There’s now a reasonable chance that the US Fed funds rate will move above the RBA’s cash rate at some point next year.
It’s got some investors excited about the prospect of an Aussie dollar bloodbath, buoyed by the understanding that when US interest rates exceeded Australia’s in the past, the Aussie was always hammered.
This chart from the National Australia Bank (NAB) shows the relationship between Australian and US overnight borrowing rates versus movements in the AUD/USD cross.
While some will be readying phrases such as the Aussie battler and Pacific peso in anticipation of renewed Australian dollar weakness, even if US rates exceed Australia’s it’s unlikely to see the Aussie tumble below 50 cents as it did in the early 2000s, says the NAB.
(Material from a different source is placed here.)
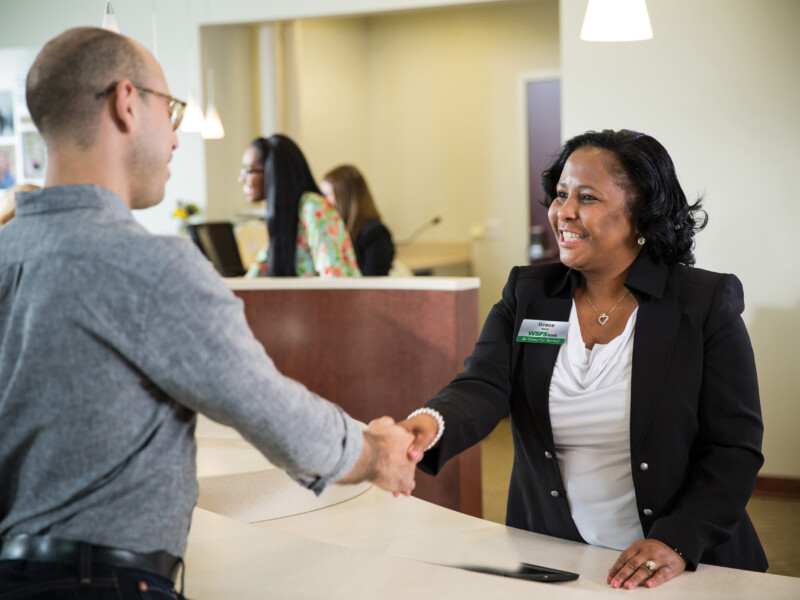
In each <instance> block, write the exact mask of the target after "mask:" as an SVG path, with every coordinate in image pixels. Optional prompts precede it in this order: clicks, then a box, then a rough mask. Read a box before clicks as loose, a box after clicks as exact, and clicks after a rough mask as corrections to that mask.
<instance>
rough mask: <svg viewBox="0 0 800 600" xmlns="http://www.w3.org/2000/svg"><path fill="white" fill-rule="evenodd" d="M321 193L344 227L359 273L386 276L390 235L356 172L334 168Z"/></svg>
mask: <svg viewBox="0 0 800 600" xmlns="http://www.w3.org/2000/svg"><path fill="white" fill-rule="evenodd" d="M320 189H322V193H323V194H325V197H326V198H327V199H328V201H329V202H330V203H331V204H333V205H334V206H335V207H336V208H337V209H338V210H339V213H340V214H341V215H342V218H343V219H344V222H345V223H346V224H347V229H348V231H350V236H351V237H352V239H353V244H354V245H355V248H356V258H357V259H358V266H359V267H361V272H362V273H363V274H364V275H388V274H389V270H390V269H391V268H392V260H394V244H393V243H392V234H391V233H390V232H389V230H388V229H387V228H386V226H385V225H384V224H383V223H381V215H380V213H378V209H377V207H376V206H375V202H374V201H373V200H372V194H370V191H369V187H368V186H367V182H366V181H365V180H364V177H363V176H362V175H361V173H360V172H359V170H358V169H356V168H355V167H352V166H350V165H342V166H341V167H336V168H335V169H333V170H332V171H331V172H330V173H328V174H327V175H325V178H324V179H323V180H322V183H320Z"/></svg>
“While acknowledging that the rate spread was likely to be a negative for the Australian dollar, we pointed out that the early 2000s situation was quite different, as then the US dollar was super strong on the back of strong capital flows into the US in turn related to the tech boom, US real interest rates were very high and capital flows to Australia were relatively suppressed by views that Australia was an ‘old economy’ and why would anyone ever invest in mining again?!”
The NAB currently sees the AUD/USD weakening to 70 cents over the next six to 12 months on the back of higher US interest rates and some moderation in Australia’s key commodity export prices.
A selloff in other words, rather than a shellacking.